Broadway producer Gaxton schemes to get free publicity for his show, and star West, by having Moore's "Decency" Foundation get his show temporarily closed for content.  Unfortunately the plan backfires as West takes advantage of the opportunity to move to another theatre and Gaxton's show ends up permanently closed.  It's back to the drawing board for the producer as he now tries to concoct a way to lure West back into the fold.

It's fitting that Mae West--a pre-Production Code icon if there ever was one--is the star of a satire on the effect of censorship on the entertainment industy in general.  Unfortunately, THE HEAT'S ON turns out to be toothless.  By having Moore's organization focused on cleaning up Broadway instead of Hollywood, an opportunity is missed for West to get digs in at the Code and the Hays Office.  To be fair, it probably would have been impossible to get THE HEAT'S ON past the film censors in 1943 if it had that kind of bite.

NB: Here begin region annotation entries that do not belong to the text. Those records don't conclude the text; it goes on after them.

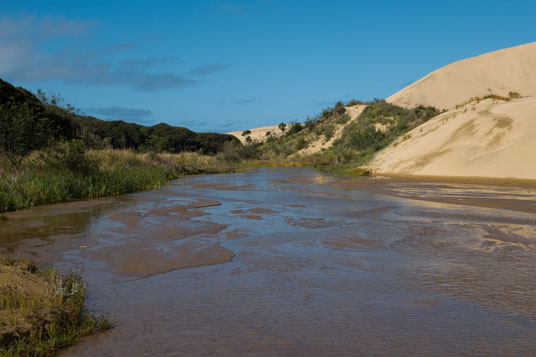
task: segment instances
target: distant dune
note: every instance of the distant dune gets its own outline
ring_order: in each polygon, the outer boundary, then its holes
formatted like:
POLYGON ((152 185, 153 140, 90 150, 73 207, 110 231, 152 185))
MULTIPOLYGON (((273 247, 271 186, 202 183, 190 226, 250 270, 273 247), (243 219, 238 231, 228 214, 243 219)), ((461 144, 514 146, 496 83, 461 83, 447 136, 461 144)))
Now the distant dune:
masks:
POLYGON ((452 109, 471 97, 518 92, 536 96, 536 42, 451 63, 387 98, 413 108, 452 109))
POLYGON ((536 179, 536 98, 469 103, 379 152, 374 173, 536 179))

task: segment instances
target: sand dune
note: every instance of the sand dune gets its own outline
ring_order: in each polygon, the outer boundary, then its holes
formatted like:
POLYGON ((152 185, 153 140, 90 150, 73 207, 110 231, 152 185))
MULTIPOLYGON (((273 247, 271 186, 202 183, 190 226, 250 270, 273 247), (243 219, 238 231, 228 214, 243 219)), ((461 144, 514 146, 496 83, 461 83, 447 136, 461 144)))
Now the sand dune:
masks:
POLYGON ((399 138, 369 168, 374 173, 536 179, 535 133, 535 97, 475 101, 399 138))
POLYGON ((452 109, 471 97, 509 92, 536 96, 536 42, 486 53, 442 67, 387 98, 412 108, 418 104, 452 109))
MULTIPOLYGON (((350 120, 346 124, 336 124, 335 125, 335 134, 331 137, 329 140, 324 140, 323 136, 314 138, 316 140, 312 140, 309 145, 307 145, 306 148, 300 150, 297 154, 298 155, 310 155, 317 152, 322 151, 323 149, 329 149, 333 146, 333 143, 335 140, 340 139, 342 136, 342 132, 344 131, 344 128, 346 128, 352 121, 356 120, 359 115, 363 112, 363 110, 366 108, 366 105, 353 105, 351 107, 345 107, 346 108, 346 114, 350 116, 350 120)), ((311 139, 311 138, 309 138, 311 139)))

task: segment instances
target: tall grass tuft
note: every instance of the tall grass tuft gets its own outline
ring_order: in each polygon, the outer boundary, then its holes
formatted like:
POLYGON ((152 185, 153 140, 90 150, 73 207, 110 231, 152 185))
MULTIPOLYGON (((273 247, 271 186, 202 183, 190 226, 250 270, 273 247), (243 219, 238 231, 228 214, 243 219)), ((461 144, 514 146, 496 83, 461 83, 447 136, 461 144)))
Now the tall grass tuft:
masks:
POLYGON ((77 271, 59 274, 31 261, 4 259, 0 275, 0 355, 44 356, 80 337, 107 330, 108 319, 84 308, 86 284, 77 271))
POLYGON ((237 163, 197 153, 139 154, 129 150, 89 150, 75 167, 34 153, 15 167, 0 161, 0 213, 45 203, 119 195, 161 187, 187 174, 236 170, 237 163))

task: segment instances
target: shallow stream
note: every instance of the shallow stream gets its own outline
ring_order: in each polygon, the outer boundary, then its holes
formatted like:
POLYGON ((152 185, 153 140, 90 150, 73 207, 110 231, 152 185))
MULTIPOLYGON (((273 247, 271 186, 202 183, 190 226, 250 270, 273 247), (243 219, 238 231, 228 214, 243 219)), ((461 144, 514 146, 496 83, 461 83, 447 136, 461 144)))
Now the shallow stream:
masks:
POLYGON ((65 356, 536 355, 534 189, 259 168, 8 216, 114 321, 65 356))

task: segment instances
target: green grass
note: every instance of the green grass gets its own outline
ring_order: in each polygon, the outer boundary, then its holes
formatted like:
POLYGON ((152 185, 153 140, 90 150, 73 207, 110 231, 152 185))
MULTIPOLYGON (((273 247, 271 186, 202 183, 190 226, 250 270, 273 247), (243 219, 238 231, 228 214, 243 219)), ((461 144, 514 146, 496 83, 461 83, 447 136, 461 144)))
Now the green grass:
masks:
POLYGON ((28 260, 0 262, 0 355, 45 356, 80 337, 111 328, 84 308, 86 284, 77 271, 59 274, 28 260))
POLYGON ((0 213, 45 203, 119 195, 161 187, 187 174, 229 172, 238 164, 196 153, 138 154, 90 150, 81 168, 46 162, 38 154, 20 167, 0 162, 0 213))
POLYGON ((410 130, 440 114, 432 107, 406 109, 383 100, 356 103, 367 104, 356 120, 348 122, 350 117, 345 108, 337 105, 312 119, 308 118, 302 130, 289 131, 282 137, 251 147, 256 152, 250 156, 256 159, 255 164, 313 166, 324 172, 363 176, 368 172, 362 167, 376 152, 397 138, 407 140, 410 130), (314 154, 299 153, 312 141, 329 140, 334 135, 335 125, 346 123, 341 137, 330 148, 314 154))

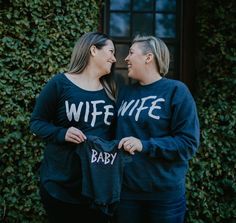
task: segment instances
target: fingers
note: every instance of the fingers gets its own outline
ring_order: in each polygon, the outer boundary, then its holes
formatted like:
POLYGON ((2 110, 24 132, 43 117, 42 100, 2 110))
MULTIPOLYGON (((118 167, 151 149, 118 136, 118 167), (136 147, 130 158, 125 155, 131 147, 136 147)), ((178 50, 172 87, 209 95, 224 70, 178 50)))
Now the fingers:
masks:
POLYGON ((125 151, 129 152, 132 155, 134 155, 135 151, 141 152, 143 148, 141 141, 132 136, 125 137, 120 140, 118 148, 120 149, 122 147, 125 151))
POLYGON ((65 135, 65 140, 67 142, 73 142, 77 144, 84 142, 86 139, 87 138, 84 133, 75 127, 70 127, 65 135))

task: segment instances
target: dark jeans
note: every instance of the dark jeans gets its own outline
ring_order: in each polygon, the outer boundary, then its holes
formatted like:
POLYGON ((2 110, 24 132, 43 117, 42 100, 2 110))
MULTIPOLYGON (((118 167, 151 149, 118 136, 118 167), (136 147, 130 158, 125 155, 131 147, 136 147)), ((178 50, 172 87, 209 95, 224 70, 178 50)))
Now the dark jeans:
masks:
POLYGON ((50 223, 108 223, 109 217, 88 204, 70 204, 53 198, 45 188, 40 188, 44 209, 50 223))
POLYGON ((117 223, 183 223, 186 200, 173 201, 121 200, 117 223))

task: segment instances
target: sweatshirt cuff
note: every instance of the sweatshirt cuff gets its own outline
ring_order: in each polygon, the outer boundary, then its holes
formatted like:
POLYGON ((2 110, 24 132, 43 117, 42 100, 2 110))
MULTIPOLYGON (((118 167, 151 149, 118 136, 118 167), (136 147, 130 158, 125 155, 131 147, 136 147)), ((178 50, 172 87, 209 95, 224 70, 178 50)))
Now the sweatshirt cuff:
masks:
POLYGON ((65 142, 65 135, 66 135, 67 129, 66 128, 62 128, 58 131, 57 133, 57 141, 59 143, 64 143, 65 142))
POLYGON ((147 140, 141 140, 141 143, 143 145, 142 153, 148 153, 150 152, 150 143, 147 140))

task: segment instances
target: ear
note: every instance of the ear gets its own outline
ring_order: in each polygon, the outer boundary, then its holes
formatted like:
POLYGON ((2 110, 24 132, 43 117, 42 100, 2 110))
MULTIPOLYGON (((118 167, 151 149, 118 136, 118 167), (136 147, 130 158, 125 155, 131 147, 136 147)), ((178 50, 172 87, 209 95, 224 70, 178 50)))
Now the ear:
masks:
POLYGON ((150 63, 152 60, 153 60, 154 56, 152 53, 148 53, 146 54, 146 60, 145 60, 145 63, 148 64, 150 63))
POLYGON ((92 46, 90 47, 90 54, 91 54, 92 56, 95 56, 96 50, 97 50, 96 46, 92 45, 92 46))

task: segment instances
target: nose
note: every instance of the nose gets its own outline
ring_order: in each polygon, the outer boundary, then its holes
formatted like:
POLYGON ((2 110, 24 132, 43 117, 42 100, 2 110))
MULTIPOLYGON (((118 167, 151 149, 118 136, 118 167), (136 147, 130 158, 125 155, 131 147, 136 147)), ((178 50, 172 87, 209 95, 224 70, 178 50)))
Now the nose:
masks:
POLYGON ((116 57, 113 55, 112 57, 112 62, 115 63, 116 62, 116 57))
POLYGON ((129 56, 127 56, 127 57, 125 58, 125 62, 127 63, 128 60, 129 60, 129 56))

In addition to her typical post-Code problems, West wasn't given her usual creative input on THE HEAT'S ON, which certainly would have helped.  Mae's dialogue lacks the zing her fans will be accustomed to (its akin with watching Groucho deliver his lines during ROOM SERVICE) and she's onscreen for less than one-third of the film's 79 minutes.  All in all, not enough Mae, and as a result, probably the weakest of her starring vehicles--until the Seventies, that is.

Hazel Scott at the piano
THE HEAT'S ON was one of only five feature film appearances for legendary jazz pianist Hazel Scott, and she is dazzling, undoubtedly the picture's musical highlight.  Scott's second scene resulted in her famous confrontation with Columbia studio head Harry Cohn.  Protesting the intention to show the sweethearts and wives of African-American soldiers sending their men off to war wearing unkempt hair and ragged clothes, Scott went on a three day strike and effectively shut down production.  Scott got her way--the costumes were changed (see photo above)--but Cohn told her she'd "never work in this town again".  Regardless, Scott was right, and she was dynamite in both of her scenes.  You can read more about Hazel Scott here.  Suffice to say it's our loss she wasn't onscreen more often.

Victor Moore (right); dude was a pre-Viagra playa, ya'll!
Veteran character actor Moore adds quite a few laughs doing the rumba with West (and fighting a losing battle to keep his toupee on).  Hey, Moore, then 66, might not have looked virile enough for Mae West, but don't judge the book by the cover--his real life wife at the time was 22!  (They stayed together until his death in 1962, too.)  A young Lloyd Bridges is also in the supporting cast.

It's too easy to say The Heat's Off, and also unfair--the picture has a few bright spots.  Just not nearly enough of them.  Mae West completists will certainly want to check it out, but to everyone else, I'd recommend sticking with MY LITTLE CHICKADEE, SHE DONE HIM WRONG and I'M NO ANGEL.

DVD Availability?

Yes, on demand through Amazon.  

1 comment:

grandoldmovies said...

The film really does belong to Hazel Scott -- poor Mae looks bored through it all, as if knowing it was a waste for her. Moore himself seems to be a world unto himself in the film, just doing his own shtick. They really done Mae wrong in this one.